Piting dan Injak Kepala Warga Papua, Komandan Lanud Sebut Pelakunya Serda Dimas dan Prada Vian

  • Whatsapp

Jakarta, BabatPost.com – Komandan Lanud Johannes Abraham Dimara Merauke, Papua, Kolonel Herdy Arief Budiyanto membeberkan dua nama anggotanya yang bertindak sewenang-wenang terhadap warga sipil difabel pada Senin (26/7/2021) kemarin.

Dalam jumpa pers, Kolonel Herdy menampilkan kedua anggota TNI tersebut ke awak media dengan menggunakan baju tahanan militer.

Read More

“Kedua personel tersebut adalah personel pom lanud JA Dimara, atas nama Serda Dimas Harjanto dan Prada Vian Febrianto,” ungkap Herdy dalam jumpa pers virtual, Selasa (27/7/2021) seperti dikutip dari suara.com jaringan nasional sumselupdate.com.

Kolonel Herdy menegaskan kedua anggotanya ini akan dihukum sesuai dengan tingkat kesalahannya setelah penyidikan.

“Saat ini kedua anggota tersebut telah diambil tindakan disiplin dan akan diproses sesuai dengan ketentuan hukum yang berlaku,” tegasnya.

Dia juga menyebut TNI akan bertanggung jawab atas luka fisik maupun kerugian materil terhadap korban.

Herdy berharap peristiwa ini tidak menjadi besar dan menyulut emosi bagi rakyat Papua lainnya, sebab semua pihak sudah ditangani dengan baik.

“Saya berharap dengan kejadian ini tentunya kami inginkan tidak ada persepsi yang lain dimana bahwa kejadian kemarin sudah diselesaikan dengan pihak keluarga dan pihak yang bersangkutan,” ucapnya.

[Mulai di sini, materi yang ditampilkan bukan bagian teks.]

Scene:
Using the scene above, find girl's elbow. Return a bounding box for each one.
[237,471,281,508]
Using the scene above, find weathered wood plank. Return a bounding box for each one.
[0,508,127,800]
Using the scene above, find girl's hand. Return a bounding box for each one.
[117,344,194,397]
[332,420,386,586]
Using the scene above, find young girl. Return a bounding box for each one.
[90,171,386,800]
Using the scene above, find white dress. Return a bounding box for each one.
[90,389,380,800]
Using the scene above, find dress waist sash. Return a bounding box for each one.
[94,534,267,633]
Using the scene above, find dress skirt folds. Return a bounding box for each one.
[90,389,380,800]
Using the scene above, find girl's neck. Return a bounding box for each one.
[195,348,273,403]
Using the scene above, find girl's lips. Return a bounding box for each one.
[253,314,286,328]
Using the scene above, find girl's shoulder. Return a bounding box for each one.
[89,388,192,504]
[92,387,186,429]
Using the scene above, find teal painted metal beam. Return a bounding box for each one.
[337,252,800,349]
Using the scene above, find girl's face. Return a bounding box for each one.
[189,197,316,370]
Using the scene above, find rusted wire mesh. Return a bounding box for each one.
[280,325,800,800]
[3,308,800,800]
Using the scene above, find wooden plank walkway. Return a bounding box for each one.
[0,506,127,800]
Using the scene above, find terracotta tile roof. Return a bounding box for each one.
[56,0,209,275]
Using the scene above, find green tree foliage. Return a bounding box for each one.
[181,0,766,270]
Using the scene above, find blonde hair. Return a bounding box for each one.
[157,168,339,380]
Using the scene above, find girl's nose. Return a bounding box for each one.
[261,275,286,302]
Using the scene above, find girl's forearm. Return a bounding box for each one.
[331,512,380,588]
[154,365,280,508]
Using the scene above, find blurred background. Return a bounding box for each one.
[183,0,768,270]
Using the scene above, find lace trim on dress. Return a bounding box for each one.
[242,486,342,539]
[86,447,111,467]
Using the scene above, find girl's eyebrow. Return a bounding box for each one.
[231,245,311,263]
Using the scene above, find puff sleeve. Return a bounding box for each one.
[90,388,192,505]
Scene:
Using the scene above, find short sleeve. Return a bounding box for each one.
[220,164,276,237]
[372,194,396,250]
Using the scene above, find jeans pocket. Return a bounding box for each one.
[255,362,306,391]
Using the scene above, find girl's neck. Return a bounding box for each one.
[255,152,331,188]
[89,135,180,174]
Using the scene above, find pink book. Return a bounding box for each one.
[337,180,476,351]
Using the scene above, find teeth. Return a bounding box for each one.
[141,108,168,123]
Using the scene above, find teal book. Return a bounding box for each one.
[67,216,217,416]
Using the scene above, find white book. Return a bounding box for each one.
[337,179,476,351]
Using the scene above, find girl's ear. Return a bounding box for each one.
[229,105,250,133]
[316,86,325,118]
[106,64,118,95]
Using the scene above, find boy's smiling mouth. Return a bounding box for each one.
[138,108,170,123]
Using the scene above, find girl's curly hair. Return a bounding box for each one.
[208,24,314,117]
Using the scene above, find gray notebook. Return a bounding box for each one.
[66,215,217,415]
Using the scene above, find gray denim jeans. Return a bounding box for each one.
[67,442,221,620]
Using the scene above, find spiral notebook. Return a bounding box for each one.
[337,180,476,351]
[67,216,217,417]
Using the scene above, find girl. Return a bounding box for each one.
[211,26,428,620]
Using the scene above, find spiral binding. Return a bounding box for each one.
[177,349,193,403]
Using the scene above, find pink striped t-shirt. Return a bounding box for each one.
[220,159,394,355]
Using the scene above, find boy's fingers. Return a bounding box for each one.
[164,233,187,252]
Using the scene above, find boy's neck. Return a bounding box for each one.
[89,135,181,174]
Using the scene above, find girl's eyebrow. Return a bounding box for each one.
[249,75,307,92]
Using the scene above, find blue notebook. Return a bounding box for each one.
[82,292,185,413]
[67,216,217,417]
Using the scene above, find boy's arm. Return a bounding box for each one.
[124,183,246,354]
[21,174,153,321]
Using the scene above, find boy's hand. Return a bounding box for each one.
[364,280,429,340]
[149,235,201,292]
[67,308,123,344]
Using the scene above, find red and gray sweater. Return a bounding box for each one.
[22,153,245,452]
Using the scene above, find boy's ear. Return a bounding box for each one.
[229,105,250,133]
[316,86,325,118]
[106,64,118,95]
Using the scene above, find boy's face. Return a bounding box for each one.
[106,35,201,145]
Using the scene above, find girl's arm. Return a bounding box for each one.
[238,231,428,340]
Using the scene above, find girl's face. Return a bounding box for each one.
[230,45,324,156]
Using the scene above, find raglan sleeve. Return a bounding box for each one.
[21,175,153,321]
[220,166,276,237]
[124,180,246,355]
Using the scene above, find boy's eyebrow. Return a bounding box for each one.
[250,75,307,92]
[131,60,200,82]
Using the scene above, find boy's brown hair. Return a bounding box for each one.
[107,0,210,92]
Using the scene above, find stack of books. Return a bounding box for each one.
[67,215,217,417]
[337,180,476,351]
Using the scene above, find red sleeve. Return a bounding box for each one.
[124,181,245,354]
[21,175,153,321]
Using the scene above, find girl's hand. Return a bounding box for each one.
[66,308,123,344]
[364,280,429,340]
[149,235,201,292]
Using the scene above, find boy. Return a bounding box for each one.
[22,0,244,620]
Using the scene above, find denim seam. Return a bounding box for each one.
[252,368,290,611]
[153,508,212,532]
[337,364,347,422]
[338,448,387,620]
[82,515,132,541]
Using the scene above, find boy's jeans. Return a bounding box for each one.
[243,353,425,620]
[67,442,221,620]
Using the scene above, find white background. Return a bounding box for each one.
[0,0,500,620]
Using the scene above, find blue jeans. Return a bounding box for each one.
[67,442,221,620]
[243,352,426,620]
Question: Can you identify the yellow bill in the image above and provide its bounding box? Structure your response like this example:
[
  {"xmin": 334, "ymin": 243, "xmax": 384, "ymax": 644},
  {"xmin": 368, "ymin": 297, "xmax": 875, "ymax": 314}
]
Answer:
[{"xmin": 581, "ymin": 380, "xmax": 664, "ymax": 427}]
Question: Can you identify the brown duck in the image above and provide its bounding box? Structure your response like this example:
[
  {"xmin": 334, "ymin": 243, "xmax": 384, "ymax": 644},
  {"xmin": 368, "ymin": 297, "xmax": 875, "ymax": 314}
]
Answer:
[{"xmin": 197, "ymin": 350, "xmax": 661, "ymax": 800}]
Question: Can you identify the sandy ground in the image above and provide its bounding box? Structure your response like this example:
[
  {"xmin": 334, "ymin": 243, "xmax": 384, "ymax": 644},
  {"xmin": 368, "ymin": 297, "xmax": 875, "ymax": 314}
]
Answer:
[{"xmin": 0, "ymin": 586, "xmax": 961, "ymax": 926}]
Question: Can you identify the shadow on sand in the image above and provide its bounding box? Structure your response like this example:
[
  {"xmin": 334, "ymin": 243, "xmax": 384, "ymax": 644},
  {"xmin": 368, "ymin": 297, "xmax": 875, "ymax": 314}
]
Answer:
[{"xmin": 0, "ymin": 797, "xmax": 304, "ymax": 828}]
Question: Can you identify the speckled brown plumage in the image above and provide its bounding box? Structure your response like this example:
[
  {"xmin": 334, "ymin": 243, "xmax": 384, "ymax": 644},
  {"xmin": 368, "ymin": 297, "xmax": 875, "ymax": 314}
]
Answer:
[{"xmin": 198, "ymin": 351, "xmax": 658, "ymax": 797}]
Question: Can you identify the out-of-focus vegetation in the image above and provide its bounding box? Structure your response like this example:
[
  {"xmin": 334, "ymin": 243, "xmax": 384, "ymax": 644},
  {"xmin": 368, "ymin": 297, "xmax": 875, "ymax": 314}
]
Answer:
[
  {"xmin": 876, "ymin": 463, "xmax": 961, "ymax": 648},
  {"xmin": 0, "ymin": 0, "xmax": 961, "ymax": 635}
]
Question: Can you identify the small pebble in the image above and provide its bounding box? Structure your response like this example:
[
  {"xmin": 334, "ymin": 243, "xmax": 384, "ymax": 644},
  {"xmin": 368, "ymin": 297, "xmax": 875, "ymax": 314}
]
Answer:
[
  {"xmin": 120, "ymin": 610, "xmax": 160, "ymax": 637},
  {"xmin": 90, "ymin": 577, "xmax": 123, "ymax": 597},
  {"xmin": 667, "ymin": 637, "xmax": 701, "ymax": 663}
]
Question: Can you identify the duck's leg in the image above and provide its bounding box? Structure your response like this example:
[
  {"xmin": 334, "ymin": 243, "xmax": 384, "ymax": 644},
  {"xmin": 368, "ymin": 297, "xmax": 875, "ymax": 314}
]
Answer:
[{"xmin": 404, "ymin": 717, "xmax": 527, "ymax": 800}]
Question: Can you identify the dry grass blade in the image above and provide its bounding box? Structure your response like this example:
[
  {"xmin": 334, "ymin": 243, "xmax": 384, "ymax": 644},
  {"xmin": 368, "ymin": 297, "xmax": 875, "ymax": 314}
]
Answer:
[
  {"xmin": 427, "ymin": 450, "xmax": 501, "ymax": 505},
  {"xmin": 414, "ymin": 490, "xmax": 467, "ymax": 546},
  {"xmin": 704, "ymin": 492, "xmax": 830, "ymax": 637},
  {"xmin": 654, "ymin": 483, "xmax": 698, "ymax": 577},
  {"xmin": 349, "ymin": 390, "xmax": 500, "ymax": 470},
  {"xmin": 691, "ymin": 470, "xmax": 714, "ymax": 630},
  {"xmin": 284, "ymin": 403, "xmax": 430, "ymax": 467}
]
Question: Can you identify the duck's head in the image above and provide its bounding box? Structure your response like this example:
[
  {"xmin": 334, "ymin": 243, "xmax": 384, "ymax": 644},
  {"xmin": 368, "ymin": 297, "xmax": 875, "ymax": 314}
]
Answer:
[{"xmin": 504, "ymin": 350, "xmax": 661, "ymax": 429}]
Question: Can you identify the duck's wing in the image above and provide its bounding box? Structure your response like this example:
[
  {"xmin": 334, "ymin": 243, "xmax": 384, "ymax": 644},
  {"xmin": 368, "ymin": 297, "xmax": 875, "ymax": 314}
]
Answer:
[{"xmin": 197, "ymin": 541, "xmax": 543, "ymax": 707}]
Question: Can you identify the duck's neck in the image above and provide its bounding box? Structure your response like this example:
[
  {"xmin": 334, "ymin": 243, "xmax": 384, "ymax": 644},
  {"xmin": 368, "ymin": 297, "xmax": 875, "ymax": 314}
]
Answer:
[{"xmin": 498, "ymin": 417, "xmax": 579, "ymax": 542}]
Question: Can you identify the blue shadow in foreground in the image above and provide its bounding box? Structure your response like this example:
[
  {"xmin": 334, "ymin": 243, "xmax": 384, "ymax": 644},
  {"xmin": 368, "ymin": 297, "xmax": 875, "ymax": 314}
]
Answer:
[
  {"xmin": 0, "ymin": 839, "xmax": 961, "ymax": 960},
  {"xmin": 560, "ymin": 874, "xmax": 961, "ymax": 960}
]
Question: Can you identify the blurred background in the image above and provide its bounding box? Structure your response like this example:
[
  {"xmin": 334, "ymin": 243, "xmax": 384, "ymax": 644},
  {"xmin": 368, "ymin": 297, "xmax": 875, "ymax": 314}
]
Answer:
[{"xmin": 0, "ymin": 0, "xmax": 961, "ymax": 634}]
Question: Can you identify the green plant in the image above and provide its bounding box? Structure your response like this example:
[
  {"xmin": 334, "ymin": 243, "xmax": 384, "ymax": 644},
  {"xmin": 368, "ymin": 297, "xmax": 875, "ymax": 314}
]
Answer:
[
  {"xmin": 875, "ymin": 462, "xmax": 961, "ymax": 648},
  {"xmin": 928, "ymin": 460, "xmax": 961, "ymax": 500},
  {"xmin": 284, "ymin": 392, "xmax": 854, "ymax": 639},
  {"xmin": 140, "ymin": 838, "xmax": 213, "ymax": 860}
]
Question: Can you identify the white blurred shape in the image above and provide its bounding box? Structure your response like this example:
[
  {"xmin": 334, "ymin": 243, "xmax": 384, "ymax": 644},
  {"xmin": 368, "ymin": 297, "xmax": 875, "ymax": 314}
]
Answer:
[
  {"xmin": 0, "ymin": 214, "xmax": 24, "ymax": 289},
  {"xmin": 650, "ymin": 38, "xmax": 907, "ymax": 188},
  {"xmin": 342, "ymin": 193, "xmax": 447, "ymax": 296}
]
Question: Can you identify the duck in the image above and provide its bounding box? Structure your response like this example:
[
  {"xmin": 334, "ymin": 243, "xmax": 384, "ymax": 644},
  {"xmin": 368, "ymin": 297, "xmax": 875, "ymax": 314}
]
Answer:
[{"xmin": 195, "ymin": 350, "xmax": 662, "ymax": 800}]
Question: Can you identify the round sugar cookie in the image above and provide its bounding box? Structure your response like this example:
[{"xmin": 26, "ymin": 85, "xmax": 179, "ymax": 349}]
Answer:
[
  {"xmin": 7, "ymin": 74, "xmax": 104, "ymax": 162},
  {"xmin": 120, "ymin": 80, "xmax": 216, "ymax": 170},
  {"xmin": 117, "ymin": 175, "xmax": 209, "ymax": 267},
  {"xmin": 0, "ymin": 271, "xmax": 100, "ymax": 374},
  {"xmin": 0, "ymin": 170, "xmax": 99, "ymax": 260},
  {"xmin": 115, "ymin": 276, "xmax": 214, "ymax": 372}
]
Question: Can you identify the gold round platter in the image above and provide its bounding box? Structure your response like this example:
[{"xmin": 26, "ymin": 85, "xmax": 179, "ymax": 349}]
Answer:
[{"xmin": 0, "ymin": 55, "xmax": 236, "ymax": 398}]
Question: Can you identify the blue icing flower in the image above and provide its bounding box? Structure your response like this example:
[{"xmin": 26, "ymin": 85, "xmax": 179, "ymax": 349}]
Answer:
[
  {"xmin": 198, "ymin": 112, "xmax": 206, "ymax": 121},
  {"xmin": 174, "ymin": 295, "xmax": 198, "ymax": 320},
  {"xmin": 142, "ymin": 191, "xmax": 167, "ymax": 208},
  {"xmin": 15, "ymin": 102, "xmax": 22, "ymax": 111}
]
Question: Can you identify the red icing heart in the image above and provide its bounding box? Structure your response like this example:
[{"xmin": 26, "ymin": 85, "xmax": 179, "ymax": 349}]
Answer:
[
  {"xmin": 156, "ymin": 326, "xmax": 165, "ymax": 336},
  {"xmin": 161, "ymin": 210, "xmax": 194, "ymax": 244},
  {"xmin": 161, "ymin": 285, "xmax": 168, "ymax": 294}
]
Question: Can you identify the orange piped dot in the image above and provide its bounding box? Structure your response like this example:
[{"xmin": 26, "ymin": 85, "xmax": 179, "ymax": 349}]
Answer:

“Sekali lagi saya mohon maaf sedalam-dalamnya atas peristiwa tersebut,” pungkas Herdy.

Sebelumnya, video tindakan keji anggota TNI AU beredar luas di media sosial dengan durasi 1.20 menit.

Dalam video itu terlihat dua orang anggota TNI AU sedang mengamankan seorang pria difabel tuna wicara di pinggir jalan.

Salah satu anggota TNI AU bahkan menginjak kepala pria tersebut dengan sepatu. Padahal pria itu sudah tak berdaya dengan posisi tengkurap di trotoar.